Slashdot Mirror


Competition Seeks Best Approaches To Detecting Plagiarism

marpot writes "Does your school/university check your homeworks/theses for plagiarism? Nowadays, probably Yes, but are they doing it properly? Little is known about plagiarism detection accuracy, which is why we conduct a competition on plagiarism detection, sponsored by Yahoo! We have set up a corpus of artificial plagiarism which contains plagiarism with varying degrees of obfuscation, and translation plagiarism from Spanish or German source documents.
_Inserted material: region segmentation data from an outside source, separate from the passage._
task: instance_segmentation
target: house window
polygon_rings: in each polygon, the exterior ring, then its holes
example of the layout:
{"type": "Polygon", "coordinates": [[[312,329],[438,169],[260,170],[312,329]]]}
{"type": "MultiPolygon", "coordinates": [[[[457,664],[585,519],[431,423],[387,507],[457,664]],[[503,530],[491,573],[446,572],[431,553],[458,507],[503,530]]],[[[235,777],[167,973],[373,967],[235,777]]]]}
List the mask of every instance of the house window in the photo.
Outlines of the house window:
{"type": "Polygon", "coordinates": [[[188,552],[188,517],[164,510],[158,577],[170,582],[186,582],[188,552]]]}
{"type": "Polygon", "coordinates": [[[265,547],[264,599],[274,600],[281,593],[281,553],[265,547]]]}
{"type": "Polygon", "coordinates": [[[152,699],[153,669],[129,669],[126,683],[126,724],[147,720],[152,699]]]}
A random plagiarist was employed who attempts to obfuscate his plagiarism with random sequences of text operations, e.g., shuffling, deleting, inserting, or replacing a word. Translated plagiarism is created using machine translation."

4 of 289 comments (clear)

  1. Re:Defeat Plagerism by gnick · · Score: 5, Funny

    Simply using words would not constitute plagiarism. You just can't allow students to use words that somebody else has used before.

    For more information of this technique, please read my recent paper, Clickous Verandim Redundo Berata Quizzomandus.

    --
    He's getting rather old, but he's a good mouse.
  2. Require submission of drafts; meet with students by cpu_fusion · · Score: 5, Interesting

    Plagiarism is a symptom of professors only being involved in the last step: reviewing the final product.

    Require the students to submit multiple drafts. Meet with them for 15 minutes each and discuss their thought processes on the ongoing paper. You'll get better final products, teach people not to procrastinate, and smoke-out people who have no involvement in their "own work."

    What, can't do that because you have 60 students in a class? Well, there's part of the problem too.

    We're trying to find a technology solution to a problem with less student-teacher interaction. Typical!

  3. The humanities are in trouble. by Areyoukiddingme · · Score: 5, Interesting

    Seriously, the humanities are in trouble. With over 6 billion people on the planet, it's extremely difficult to have an original thought. This sets the stage for endless repetition. Add to that the fact that the very process of teaching the humanities usually means imparting a teacher's single interpretation of the source material to the students who then do the natural thing when it comes to writing a paper and parrot back to the teacher what they've heard, knowing that's the only way to get a good grade, and the resulting combination is deadly.

    The papers are all going to be similar from the beginning, because it's a rare instructor who actually encourages dissenting opinions (and that fault in teaching is a whole other discussion of its own). Then the papers are going to be similar because there really are only so many ways to interpret the source material that are defensible. And finally, the papers are heavily likely to be similar to at least one other paper written about the subject, when every paper ever written on the subject is considered (exactly what the plagiarism sites attempt to do).

    I think the problem this competition is trying to solve is intractable in the face of the current educational system. It's gotten to the point where, if the software considers a large enough number of sources, even the instructor's own papers are going to look like plagiarism.

    Hell, look at the Slashdot comment system. A million people read the front page, but only a few thousand post comments. Thousands more are content to simply moderate the comments, and face it, comments they agree with are more likely to be modded up, one way or another. Then compare the modded comments. We get a lot of duplicate or near duplicate thought, and hence near duplicate comments on every article. Why? Because when you get enough people together in one place, discussing the same subject in writing, there are only so many viewpoints and only so many comments that won't get modded down for being of the "cubic what?" variety.

    Time to go back to grading on spelling and grammar. We've reached the end of the grading on ideas road. Coherency of presentation is all we have left. (One could argue it's all we ever had.)

  4. Who needs plagiarism? by Ralph+Spoilsport · · Score: 5, Insightful
    When you've got Markov Generators?

    And the Postmodernism Generator?

    You don't have to write much of anything at all. Would you get a good grade? Fuck no. Would they FLUNK YOU FOR IT? Fuck no. Because its graded by untenured faculty who have to curry favour with students, or its graded by Grad Assistants who don't give a shit, and why should they.

    Oh, look, a paper by Cindy Bleethstain. She's a fucking idiot. Let's see. Hmmmm. Yup. Incomprehensible bullshit, as usual. Give her a C+ because some of it is intelligible and kind of funny.

    Oh, look another paper by Guido LeDouchebag. Bottlecaps are smarter than this turnip. Hmmm. Yup. More incomprehensible bullshit. C+. At least he finally discovered the spellchecker.

    THAT'S what it is often like, unfortunately.

    I read the paper, and if there is a passage that is noticeably different in tone, I'll copy past a section into Google and see where they pulled it. 9 times out of 10, it's a direct lift from a web page, unattributed. I send it back, and tell them "Footnotes, please. Also, automatic single grade loss. right off the top."

    If it comes back still broken, then I nail 'em for plagiarism. It's a big deal, and requires paperwork I don't like to fill out...

    So far I've only had one student have the cajones to not bother fixing their attributions, and he got crucified by the Ethics board. He was an arrogant little prick, too.

    RS

    --
    Shoes for Industry. Shoes for the Dead.